You know you’re a runner when…

the idea of shopping at a new sports goods store gets your heart rate up.

Athleta (a Gap Inc brand, just like Gap, Old Navy and Banana Republic) just opened two stores in Manhattan. It’s only their third and fourth stores and the first two outside of California. I’ve shopped with Athleta through their website before, but only more casual clothes. With functional workout clothes, I have this thing where I want to touch the material before I even consider buying it.

I went to their store in the Upper West Side and I really liked it. It’s a good-sized store with a good selection of their products. The staff was super friendly and helpful. Their clothes remind me a little of Lululemon’s clothes in terms of fabric, style and color, yet without the ridiculous Lululemon price tag. That said, I still ended up spending a fair amount, but I was also able to return an item I had ordered online and wasn’t going to keep. So that took quite a bit off my bill. I ended up buying these things:

I almost also got a pair of running shorts, but then I remembered that I actually have enough and that I should rather invest in items I actually need. I have my first ever race coming up in less than 2 months and as it approaches, the days of skipping runs because of less than ideal weather will become less and less. So I thought another pair of capris, a zip up hoodie and a running cap are the wiser investment.
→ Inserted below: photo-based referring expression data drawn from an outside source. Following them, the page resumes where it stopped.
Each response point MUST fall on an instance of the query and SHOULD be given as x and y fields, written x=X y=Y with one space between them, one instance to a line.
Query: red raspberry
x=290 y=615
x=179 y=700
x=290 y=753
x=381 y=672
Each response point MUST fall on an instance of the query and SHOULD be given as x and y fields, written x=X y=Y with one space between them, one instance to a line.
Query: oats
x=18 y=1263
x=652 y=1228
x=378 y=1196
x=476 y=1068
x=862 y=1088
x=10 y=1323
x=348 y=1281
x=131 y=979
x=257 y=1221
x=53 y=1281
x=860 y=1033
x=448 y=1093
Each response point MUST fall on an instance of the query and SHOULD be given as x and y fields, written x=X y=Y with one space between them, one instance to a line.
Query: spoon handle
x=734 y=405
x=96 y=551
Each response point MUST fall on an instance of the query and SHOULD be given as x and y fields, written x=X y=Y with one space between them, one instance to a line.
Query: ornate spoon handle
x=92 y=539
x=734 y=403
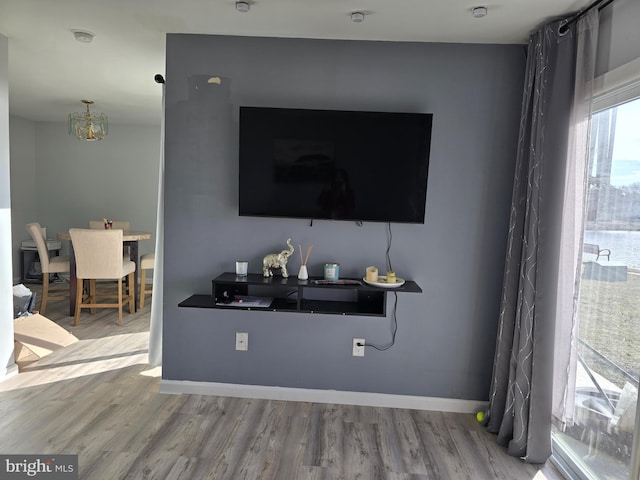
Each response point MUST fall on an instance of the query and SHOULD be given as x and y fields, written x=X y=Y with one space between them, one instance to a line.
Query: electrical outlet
x=242 y=341
x=358 y=347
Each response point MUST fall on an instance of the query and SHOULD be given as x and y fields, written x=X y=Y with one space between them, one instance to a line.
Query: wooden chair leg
x=76 y=319
x=143 y=279
x=132 y=292
x=45 y=293
x=92 y=294
x=119 y=301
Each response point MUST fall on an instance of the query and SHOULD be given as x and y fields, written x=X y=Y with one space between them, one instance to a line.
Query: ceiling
x=50 y=72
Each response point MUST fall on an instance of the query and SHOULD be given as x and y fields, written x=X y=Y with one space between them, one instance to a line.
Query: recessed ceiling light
x=479 y=12
x=243 y=6
x=83 y=36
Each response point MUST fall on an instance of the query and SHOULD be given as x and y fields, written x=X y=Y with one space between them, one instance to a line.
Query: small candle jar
x=372 y=274
x=331 y=271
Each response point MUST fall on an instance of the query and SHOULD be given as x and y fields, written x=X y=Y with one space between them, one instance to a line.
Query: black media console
x=277 y=294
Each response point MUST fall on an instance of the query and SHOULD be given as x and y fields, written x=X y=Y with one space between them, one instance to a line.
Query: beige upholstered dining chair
x=147 y=262
x=98 y=255
x=117 y=224
x=53 y=264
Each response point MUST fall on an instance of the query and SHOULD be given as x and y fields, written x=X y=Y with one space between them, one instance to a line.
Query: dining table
x=130 y=238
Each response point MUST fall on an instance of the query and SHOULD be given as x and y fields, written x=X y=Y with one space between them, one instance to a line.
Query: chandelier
x=87 y=126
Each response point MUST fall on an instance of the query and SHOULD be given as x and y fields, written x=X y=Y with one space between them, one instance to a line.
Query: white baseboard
x=322 y=396
x=10 y=371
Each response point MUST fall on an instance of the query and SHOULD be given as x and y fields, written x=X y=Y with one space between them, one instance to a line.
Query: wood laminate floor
x=98 y=398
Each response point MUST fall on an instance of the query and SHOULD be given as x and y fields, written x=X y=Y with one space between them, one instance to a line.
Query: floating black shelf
x=293 y=295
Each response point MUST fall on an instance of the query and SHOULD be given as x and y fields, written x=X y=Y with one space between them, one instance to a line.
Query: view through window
x=608 y=367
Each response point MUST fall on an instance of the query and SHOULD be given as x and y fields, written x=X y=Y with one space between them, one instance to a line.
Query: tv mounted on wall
x=334 y=164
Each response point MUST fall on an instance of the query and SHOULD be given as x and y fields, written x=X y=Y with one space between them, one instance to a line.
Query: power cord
x=394 y=329
x=389 y=239
x=394 y=318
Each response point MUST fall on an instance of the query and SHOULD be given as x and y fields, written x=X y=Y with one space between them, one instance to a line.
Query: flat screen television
x=330 y=164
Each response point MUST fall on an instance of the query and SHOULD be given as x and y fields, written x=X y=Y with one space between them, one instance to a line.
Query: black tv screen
x=329 y=164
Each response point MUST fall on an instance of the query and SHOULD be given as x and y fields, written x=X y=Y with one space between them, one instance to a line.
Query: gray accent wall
x=618 y=36
x=446 y=335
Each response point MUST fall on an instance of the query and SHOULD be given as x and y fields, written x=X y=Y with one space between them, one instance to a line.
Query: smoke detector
x=243 y=7
x=479 y=12
x=83 y=36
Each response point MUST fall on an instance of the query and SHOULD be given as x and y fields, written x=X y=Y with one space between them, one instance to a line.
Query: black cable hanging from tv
x=577 y=16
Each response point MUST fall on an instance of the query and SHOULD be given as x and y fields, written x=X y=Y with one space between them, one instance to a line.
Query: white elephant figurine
x=277 y=260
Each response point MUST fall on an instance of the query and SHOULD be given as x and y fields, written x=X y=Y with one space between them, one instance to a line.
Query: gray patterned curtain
x=521 y=394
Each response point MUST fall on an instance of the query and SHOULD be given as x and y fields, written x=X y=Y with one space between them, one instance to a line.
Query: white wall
x=23 y=173
x=7 y=364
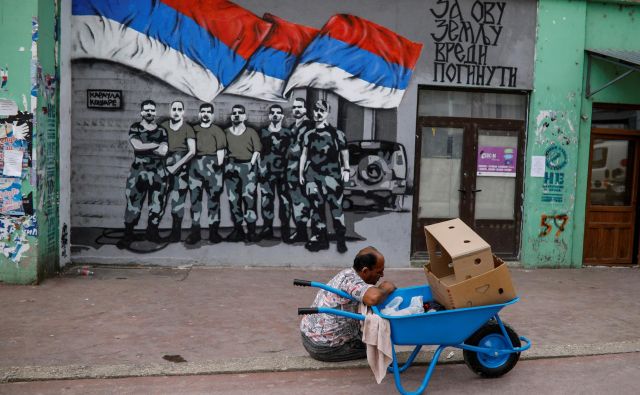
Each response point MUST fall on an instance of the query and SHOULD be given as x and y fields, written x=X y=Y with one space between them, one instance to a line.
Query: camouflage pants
x=205 y=174
x=179 y=185
x=272 y=185
x=328 y=190
x=299 y=203
x=241 y=183
x=147 y=177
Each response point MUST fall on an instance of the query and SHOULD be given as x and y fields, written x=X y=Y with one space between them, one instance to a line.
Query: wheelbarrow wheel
x=490 y=336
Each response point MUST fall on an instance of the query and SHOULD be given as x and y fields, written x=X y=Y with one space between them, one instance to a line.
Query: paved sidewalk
x=121 y=322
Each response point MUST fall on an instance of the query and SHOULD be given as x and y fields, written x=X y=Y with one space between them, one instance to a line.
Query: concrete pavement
x=126 y=322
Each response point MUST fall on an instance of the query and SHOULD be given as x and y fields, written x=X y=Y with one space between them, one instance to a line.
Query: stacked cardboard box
x=462 y=271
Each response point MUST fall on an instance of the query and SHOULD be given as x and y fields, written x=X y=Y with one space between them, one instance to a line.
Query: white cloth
x=376 y=334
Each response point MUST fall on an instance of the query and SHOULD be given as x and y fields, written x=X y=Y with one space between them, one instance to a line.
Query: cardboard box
x=491 y=287
x=453 y=245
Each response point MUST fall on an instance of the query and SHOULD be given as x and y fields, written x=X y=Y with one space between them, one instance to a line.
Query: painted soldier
x=205 y=173
x=324 y=177
x=244 y=146
x=182 y=147
x=299 y=202
x=148 y=175
x=272 y=173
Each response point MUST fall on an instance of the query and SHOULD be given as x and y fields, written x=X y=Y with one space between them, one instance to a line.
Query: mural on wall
x=297 y=166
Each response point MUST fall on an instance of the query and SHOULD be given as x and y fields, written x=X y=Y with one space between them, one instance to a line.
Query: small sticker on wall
x=537 y=166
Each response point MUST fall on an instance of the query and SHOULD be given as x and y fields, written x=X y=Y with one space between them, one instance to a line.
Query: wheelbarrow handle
x=306 y=283
x=327 y=310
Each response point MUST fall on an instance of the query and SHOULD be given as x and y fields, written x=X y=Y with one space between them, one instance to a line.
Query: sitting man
x=332 y=338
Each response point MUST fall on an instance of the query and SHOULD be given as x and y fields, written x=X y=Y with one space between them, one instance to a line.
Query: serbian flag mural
x=361 y=61
x=198 y=46
x=270 y=66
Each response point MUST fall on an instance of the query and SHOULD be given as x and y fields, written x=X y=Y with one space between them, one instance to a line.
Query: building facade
x=517 y=117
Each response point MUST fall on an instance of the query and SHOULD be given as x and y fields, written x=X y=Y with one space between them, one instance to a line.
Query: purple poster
x=497 y=161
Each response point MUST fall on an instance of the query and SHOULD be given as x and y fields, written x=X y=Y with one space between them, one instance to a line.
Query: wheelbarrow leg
x=409 y=360
x=427 y=376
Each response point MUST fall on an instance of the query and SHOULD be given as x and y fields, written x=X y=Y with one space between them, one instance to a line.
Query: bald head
x=369 y=264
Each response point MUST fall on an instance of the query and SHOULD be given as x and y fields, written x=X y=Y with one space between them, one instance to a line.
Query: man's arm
x=191 y=144
x=255 y=157
x=377 y=295
x=303 y=162
x=345 y=165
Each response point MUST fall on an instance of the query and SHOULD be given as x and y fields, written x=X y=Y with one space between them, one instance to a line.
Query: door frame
x=470 y=128
x=635 y=193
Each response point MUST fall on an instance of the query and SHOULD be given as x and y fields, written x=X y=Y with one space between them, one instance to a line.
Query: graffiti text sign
x=471 y=43
x=104 y=99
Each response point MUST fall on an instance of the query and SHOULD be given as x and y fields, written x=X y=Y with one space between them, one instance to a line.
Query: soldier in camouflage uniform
x=182 y=147
x=324 y=178
x=148 y=175
x=205 y=172
x=244 y=146
x=271 y=174
x=299 y=203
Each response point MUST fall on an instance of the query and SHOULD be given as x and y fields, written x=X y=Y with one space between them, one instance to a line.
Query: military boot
x=237 y=234
x=153 y=235
x=284 y=232
x=300 y=235
x=127 y=238
x=214 y=236
x=194 y=235
x=340 y=239
x=318 y=242
x=176 y=229
x=252 y=237
x=267 y=231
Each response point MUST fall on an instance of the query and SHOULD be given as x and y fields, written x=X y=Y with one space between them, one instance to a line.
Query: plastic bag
x=415 y=307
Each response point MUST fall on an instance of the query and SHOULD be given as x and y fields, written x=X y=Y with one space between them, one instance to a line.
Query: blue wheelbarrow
x=491 y=348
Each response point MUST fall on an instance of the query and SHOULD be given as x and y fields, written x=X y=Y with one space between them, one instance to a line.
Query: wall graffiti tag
x=559 y=221
x=553 y=183
x=464 y=37
x=104 y=99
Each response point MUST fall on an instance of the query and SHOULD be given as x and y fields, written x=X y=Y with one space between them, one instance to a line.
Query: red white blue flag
x=198 y=46
x=268 y=69
x=361 y=61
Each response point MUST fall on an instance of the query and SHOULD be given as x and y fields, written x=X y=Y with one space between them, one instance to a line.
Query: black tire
x=485 y=365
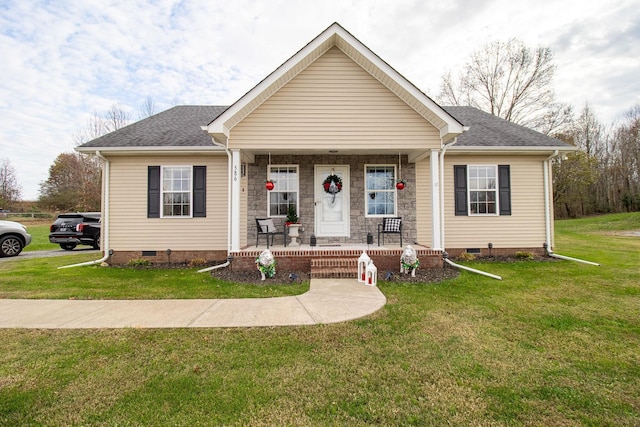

Today’s rain totally fucked with my workout plans for the day. I had decided last night that on top of the workout DVD this morning, I wanted to do a lot of walking. I like walking in the city and I had today off, so it was not like I was pressed for time or anything. Before I headed to the UWS, I headed to a store in the West Village to buy a new wallet. It takes me about 10 minutes to get there. The plan was that I was then going to walk to the UWS from there (takes about 1 hour). It was raining so badly at times, that by the time I made it to the Athleta store in the Upper West Side, I was soaked. Despite the fact that it had stopped somewhere along the last few blocks. Very unpleasant.

Did my shopping and in the meantime, the rain had picked up again. I was about 1 hour (by foot) away from home and was annoyed because I didn’t want to walk (wet), didn’t want to take the train (MTA), didn’t want to wait it out (hungry, hadn’t eaten in too long). I ended up taking the train and of course, by the time I made it to my neighborhood, it had stopped. So I was annoyed that I spend the money on the train, that I missed on the extra 60 minutes of exercise I would have gotten and just generally being annoyed. *g* I went grocery shopping then, cooked a healthy dinner and now I’m getting ready for bed.

I’m weighing in tomorrow and above all I’m curious what the scale will say. I’m (currently) not stressed out because there’s nothing I can do to change the past and even if the result is bad tomorrow, I’ve been back on track for the last few days and I’m ready to kick some serious ass. I got this.